As expected, it was announced Thursday that the Central League had officially decided to stick with its March 25 Opening Day, while the Pacific League will postpone its season-openers until April 12.
Originally, both leagues were due to start their regular seasons on March 25, but last Friday's large earthquake and tsunami threw those plans into disarray.
Stadiums in Sendai and Chiba both suffered damage in the March 11 magnitude-9.0 earthquake, and there is still a threat of wind-borne radiation from crippled nuclear plants in Fukushima.
Also, rolling power blackouts are in effect to conserve electricity in the Tokyo area and surrounding prefectures, and some train and subway lines are still experiencing delays.
The plan to start the CL season on schedule was opposed by the most of the players.

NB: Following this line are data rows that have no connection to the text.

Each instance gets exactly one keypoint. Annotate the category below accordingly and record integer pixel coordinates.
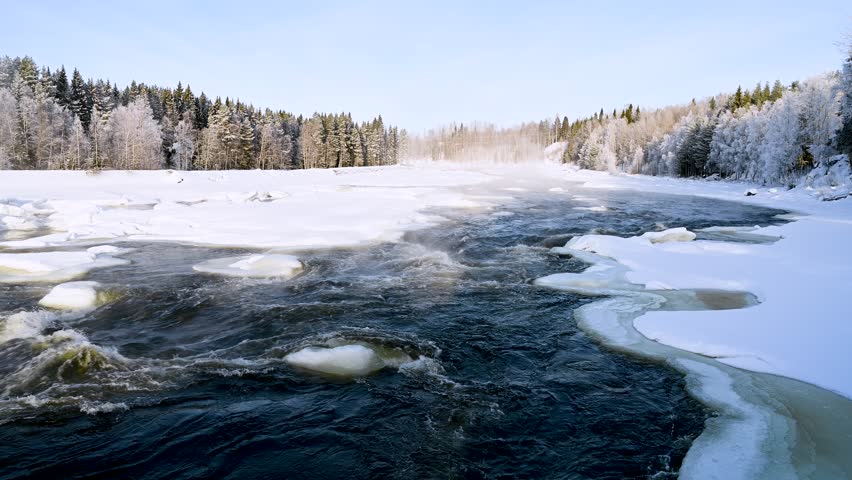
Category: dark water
(192, 366)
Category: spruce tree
(61, 87)
(80, 103)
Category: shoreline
(797, 440)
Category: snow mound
(10, 222)
(680, 234)
(51, 266)
(75, 296)
(25, 325)
(345, 361)
(253, 266)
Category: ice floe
(253, 266)
(75, 296)
(51, 266)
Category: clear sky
(423, 63)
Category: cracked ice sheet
(803, 326)
(287, 209)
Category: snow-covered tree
(136, 138)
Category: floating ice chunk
(16, 223)
(253, 266)
(51, 266)
(108, 249)
(94, 408)
(346, 360)
(502, 214)
(679, 234)
(75, 296)
(25, 325)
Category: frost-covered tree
(183, 146)
(844, 135)
(136, 138)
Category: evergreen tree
(61, 87)
(80, 99)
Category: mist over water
(486, 375)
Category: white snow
(679, 234)
(253, 266)
(73, 296)
(346, 360)
(799, 330)
(290, 209)
(25, 324)
(51, 266)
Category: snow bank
(51, 266)
(287, 209)
(253, 266)
(75, 296)
(679, 234)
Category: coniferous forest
(771, 134)
(51, 121)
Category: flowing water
(183, 374)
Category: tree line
(770, 134)
(49, 122)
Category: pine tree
(737, 101)
(80, 99)
(777, 91)
(61, 87)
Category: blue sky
(423, 63)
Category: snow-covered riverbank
(799, 330)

"I'm just frustrated that the (NPB) Players Association's request to delay the start of this season was not accepted," said player rep Takahiro Arai, an infielder with the Hanshin Tigers. "We also feel a need to encourage (the disaster victims) through baseball, but I don't think that playing at the present time is appropriate."

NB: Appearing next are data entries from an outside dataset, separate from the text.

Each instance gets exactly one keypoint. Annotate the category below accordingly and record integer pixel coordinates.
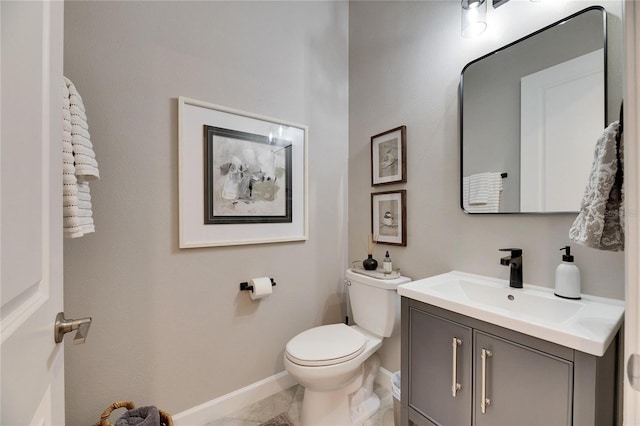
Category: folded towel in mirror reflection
(481, 192)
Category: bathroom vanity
(463, 365)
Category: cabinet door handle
(455, 386)
(485, 401)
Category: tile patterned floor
(290, 400)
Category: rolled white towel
(85, 162)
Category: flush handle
(455, 386)
(64, 326)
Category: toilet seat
(326, 345)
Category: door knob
(63, 326)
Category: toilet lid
(326, 345)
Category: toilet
(337, 363)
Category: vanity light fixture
(474, 17)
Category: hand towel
(79, 165)
(481, 192)
(600, 223)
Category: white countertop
(587, 325)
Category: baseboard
(227, 404)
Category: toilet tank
(375, 303)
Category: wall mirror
(530, 115)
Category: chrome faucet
(515, 264)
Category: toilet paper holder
(244, 286)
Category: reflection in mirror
(530, 115)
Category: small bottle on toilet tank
(387, 266)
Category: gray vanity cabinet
(523, 386)
(438, 346)
(451, 363)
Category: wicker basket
(165, 418)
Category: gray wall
(170, 326)
(405, 60)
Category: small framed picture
(389, 157)
(389, 217)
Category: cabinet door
(524, 386)
(440, 357)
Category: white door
(32, 365)
(561, 117)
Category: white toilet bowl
(337, 363)
(329, 383)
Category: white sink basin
(587, 325)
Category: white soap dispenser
(567, 277)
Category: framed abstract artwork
(242, 177)
(389, 217)
(389, 157)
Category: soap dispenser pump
(567, 277)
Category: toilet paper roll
(261, 287)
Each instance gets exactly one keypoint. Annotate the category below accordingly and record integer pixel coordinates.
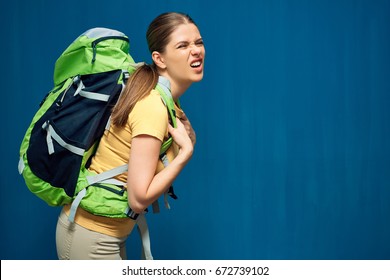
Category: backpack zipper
(97, 41)
(59, 102)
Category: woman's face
(184, 55)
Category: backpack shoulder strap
(163, 87)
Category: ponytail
(139, 85)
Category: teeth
(195, 64)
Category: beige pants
(77, 243)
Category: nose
(195, 49)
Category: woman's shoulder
(151, 103)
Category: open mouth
(196, 64)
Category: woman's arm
(143, 185)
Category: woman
(138, 128)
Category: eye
(199, 43)
(182, 45)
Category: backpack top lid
(95, 51)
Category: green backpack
(57, 147)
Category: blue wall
(292, 118)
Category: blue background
(292, 119)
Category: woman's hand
(189, 129)
(182, 139)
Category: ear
(158, 60)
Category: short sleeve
(149, 117)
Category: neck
(177, 89)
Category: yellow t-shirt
(149, 117)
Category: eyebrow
(186, 42)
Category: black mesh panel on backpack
(79, 121)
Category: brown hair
(145, 78)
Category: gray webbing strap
(143, 230)
(88, 94)
(75, 204)
(21, 165)
(52, 134)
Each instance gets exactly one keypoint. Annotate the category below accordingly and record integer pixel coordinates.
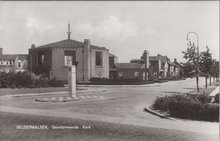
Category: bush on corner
(196, 107)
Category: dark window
(98, 58)
(19, 64)
(40, 58)
(69, 58)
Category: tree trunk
(206, 78)
(197, 82)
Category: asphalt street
(122, 109)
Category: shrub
(161, 103)
(196, 107)
(195, 111)
(217, 98)
(56, 83)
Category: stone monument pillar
(72, 80)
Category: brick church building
(53, 59)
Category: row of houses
(147, 68)
(91, 61)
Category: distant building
(53, 59)
(131, 71)
(13, 62)
(155, 67)
(112, 70)
(162, 67)
(134, 70)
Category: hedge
(196, 107)
(195, 111)
(26, 80)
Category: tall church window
(69, 58)
(19, 64)
(40, 58)
(98, 58)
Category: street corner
(70, 99)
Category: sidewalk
(211, 128)
(50, 93)
(216, 91)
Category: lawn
(9, 91)
(98, 131)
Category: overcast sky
(125, 28)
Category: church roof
(129, 66)
(67, 43)
(8, 57)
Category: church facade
(53, 59)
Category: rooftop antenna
(68, 33)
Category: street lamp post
(197, 60)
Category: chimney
(146, 58)
(87, 60)
(1, 51)
(32, 45)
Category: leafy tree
(215, 69)
(205, 64)
(188, 69)
(192, 56)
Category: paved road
(87, 131)
(125, 107)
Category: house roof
(137, 60)
(159, 57)
(8, 57)
(178, 64)
(128, 65)
(112, 55)
(67, 43)
(153, 58)
(171, 63)
(22, 56)
(13, 56)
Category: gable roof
(129, 66)
(159, 57)
(172, 64)
(67, 43)
(112, 55)
(8, 57)
(178, 64)
(22, 56)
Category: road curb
(147, 109)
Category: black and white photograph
(109, 70)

Some also view it as inappropriate to use large amounts of electricity to light baseball stadiums for night games. CL team officials, however, said they felt a responsibility to forge ahead in these trying times, and that money made from these games could be used to help the victims of the quake/ tsunami disaster.

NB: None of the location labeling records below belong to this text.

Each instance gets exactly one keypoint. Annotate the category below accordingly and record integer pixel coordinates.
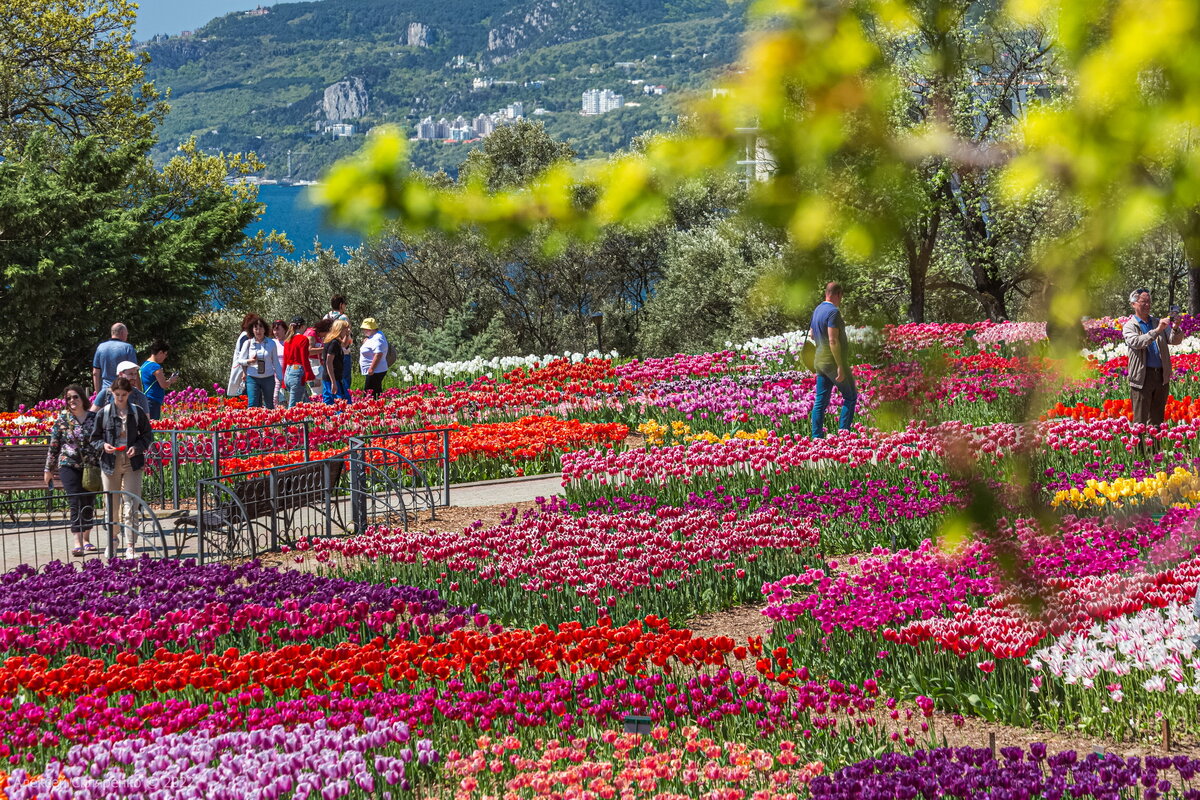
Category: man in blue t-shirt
(155, 382)
(832, 362)
(109, 354)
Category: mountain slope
(276, 80)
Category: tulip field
(995, 543)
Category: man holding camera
(1149, 340)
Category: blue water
(288, 211)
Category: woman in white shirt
(373, 356)
(264, 370)
(237, 384)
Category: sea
(289, 211)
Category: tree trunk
(916, 298)
(1193, 284)
(1189, 232)
(918, 247)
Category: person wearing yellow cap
(373, 356)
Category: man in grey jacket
(1150, 359)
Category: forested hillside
(275, 82)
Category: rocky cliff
(418, 35)
(346, 100)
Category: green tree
(69, 66)
(79, 251)
(709, 292)
(514, 155)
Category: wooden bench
(22, 468)
(295, 488)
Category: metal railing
(381, 479)
(179, 458)
(36, 530)
(427, 451)
(247, 513)
(385, 486)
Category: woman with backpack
(373, 359)
(73, 458)
(120, 435)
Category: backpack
(393, 355)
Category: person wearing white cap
(1149, 340)
(373, 356)
(131, 371)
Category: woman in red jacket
(297, 368)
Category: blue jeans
(821, 402)
(330, 396)
(261, 391)
(298, 390)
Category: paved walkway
(47, 537)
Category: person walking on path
(317, 352)
(264, 370)
(832, 362)
(121, 434)
(108, 355)
(297, 368)
(69, 456)
(280, 335)
(337, 342)
(373, 356)
(1149, 340)
(237, 385)
(154, 379)
(337, 312)
(129, 371)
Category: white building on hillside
(598, 101)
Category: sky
(174, 16)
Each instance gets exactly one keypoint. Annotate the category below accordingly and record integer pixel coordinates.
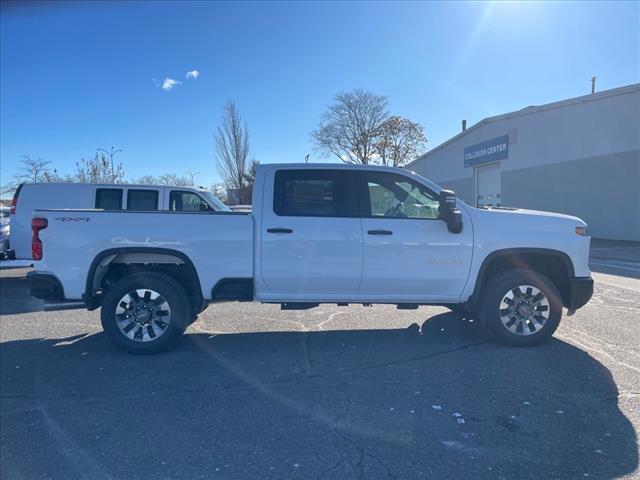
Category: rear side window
(142, 200)
(109, 198)
(181, 201)
(314, 193)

"It's our responsibility, as people involved in (pro) baseball, to put on baseball games," said Junsei Atarashi, a Yakult Swallows official and head of Central League board.
Added Yokohama BayStars official Hiroshi Sasagawa: "We'll take swift action to cancel games if the government orders us to do so. We can respond to unanticipated situations. The number of games played by each team might be different when the season is over."
As for the Pacific League, it was determined that April 12 was as far back that they could push their Opening Day.
"It's the latest date that the PL can start and still complete 144 games and the Climax Series," said Tomoharu Inoue, the Rakuten Eagles' acting owner and head of the PL board.
The Eagles, who are based in Sendai at the heart of the tsunami disaster, will play their home games in Kobe to start the season. The club hopes to eventually resume games at Kleenex Stadium in Sendai once repairs are made.
"We want to play in Sendai as early as possible," said Inoue. "I believe we can do it this season."
Since the two-league system was implemented in 1950, this will mark the first time that an NPB Opening Day has been pushed back for reasons not weather-related.